In a treaty signed on 20 November 1815, the Allies instituted a longer-term “occupation of guarantee” centered on eighteen garrison towns along the north-eastern border. Projected to last five years, this occupation involved 150,000 troops from all of the Allied powers, plus 50,000 horses, under the command of the Duke of Wellington. For these remaining troops, all food, forage, equipment, and salary was to be paid by the French, to the tune of 150 million francs per year. In addition, as a “guarantee” of political stability, the French were required to pay 700 million francs in reparations, equivalent to the government’s annual revenue at the time. Not until these reparations were paid in full—which, with the help of financing from international bankers, they were by the end of 1818—would the Allies agree to end the occupation of guarantee. This settlement, which represented a significant departure from previous conventions to restore the balance of power between warring nations, instituted in effect the first multi-national peace-keeping mission.

Ultimately lasting three years, the Allied occupation of guarantee marked a major development in the international law of war. In contrast to previous occupations for annexation or conquest, this multi-national peace-keeping mission aimed at political reconstruction and international reconciliation. Establishing clear limits on exactions and interventions by belligerents against civilians, it relied not only on military force but on “soft” diplomatic power, including a Council of Allied Ambassadors, which met regularly in Paris to oversee political developments in France and the rest of Europe. As Wellington explained this approach to Castlereagh, in a letter dated 11 August 1815: “These measures will not only give us, during the period of occupation, all the military security which could be expected from the permanent cession [of territory], but, if carried into execution in the spirit in which they are conceived, they are in themselves the bond of peace.”

In its execution, the occupation of guarantee was not without violence. In the occupied zone, foreign troops continued to subject French inhabitants to endless requisitions and “excesses,” in the form of property damage, theft, beating, brawling, murder, and rape. At the same time, however, the occupation of guarantee provided a context for reconciliation—or at least accommodation—between the French and their former enemies. Throughout the three-year occupation, there was considerable fraternization between French inhabitants and Allied troops, especially of the upper, but even from the lower, classes. There was also much cross-cultural exchange of idioms, foods, fashions, amusements and even literature, contributing to a revival of cosmopolitanism after a generation of continent-wide war.
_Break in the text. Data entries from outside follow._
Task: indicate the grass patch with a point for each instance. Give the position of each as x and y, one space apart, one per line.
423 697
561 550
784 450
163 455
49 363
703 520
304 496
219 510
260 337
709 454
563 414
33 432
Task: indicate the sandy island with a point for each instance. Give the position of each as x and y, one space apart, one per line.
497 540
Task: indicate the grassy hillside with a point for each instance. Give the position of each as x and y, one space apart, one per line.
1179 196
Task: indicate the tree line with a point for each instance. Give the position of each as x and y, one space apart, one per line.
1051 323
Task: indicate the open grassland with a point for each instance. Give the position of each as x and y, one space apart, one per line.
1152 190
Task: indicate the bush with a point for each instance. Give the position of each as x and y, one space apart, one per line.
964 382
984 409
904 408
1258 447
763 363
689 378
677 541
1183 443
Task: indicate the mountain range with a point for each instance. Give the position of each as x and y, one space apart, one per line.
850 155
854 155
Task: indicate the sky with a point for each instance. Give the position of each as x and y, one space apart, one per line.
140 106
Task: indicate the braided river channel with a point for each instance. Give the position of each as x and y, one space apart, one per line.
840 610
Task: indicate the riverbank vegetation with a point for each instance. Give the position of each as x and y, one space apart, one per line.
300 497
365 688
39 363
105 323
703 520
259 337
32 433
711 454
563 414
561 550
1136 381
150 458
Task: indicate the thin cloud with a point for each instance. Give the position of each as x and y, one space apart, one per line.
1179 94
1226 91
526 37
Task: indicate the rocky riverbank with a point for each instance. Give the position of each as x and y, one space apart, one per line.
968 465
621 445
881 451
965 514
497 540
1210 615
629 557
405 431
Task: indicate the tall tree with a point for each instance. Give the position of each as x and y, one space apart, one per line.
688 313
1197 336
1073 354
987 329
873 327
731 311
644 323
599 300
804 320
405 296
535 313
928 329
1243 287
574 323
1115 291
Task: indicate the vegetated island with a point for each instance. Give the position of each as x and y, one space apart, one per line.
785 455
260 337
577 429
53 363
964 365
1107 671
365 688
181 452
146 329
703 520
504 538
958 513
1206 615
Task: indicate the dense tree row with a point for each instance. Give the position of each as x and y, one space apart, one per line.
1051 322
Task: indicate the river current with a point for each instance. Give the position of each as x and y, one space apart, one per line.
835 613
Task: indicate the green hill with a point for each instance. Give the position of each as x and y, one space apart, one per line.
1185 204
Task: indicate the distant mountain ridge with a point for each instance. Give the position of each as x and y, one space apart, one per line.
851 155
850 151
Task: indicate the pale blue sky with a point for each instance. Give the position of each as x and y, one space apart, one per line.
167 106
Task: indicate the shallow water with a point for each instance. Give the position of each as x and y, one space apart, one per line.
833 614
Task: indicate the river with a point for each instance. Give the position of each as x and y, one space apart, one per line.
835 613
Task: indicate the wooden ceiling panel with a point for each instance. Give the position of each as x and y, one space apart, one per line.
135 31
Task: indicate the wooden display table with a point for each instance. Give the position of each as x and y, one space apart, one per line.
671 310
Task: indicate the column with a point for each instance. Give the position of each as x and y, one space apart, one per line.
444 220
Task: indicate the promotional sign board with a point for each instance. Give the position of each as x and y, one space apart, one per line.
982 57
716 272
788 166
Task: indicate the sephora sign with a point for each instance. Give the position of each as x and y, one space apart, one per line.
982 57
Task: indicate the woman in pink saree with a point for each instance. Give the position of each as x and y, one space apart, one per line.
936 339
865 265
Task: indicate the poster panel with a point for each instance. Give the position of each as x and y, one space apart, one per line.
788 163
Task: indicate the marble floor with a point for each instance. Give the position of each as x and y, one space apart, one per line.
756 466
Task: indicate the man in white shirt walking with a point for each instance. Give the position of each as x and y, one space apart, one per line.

In short, the occupation of guarantee played a major role in the reconstruction not just of France but of Europe after 25 years of revolution and war. A new approach to the age-old problem of how to end war, it succeeded not just in keeping, but in making, peace between the French and their former enemies. However, in comparison to the numerous, more punitive occupations that succeeded it, beginning a half-century later in the American South after the Civil War and in France, again, after the Franco-Prussian War, the occupation of 1815-1818 has been largely forgotten. On the occasion of the bicentennial of the Battle of Waterloo, at a moment when the idea of “Europe” is under siege, it is worth recalling the story of how earlier Allies implemented, through multi-national cooperation, a long-lasting, continent-wide peace. This battle deserves to be celebrated not as the end of the first “total war,” but as the beginning of a “total peace,” which following two more world-wide conflicts, came to fruition after 1945 but is facing new challenges today.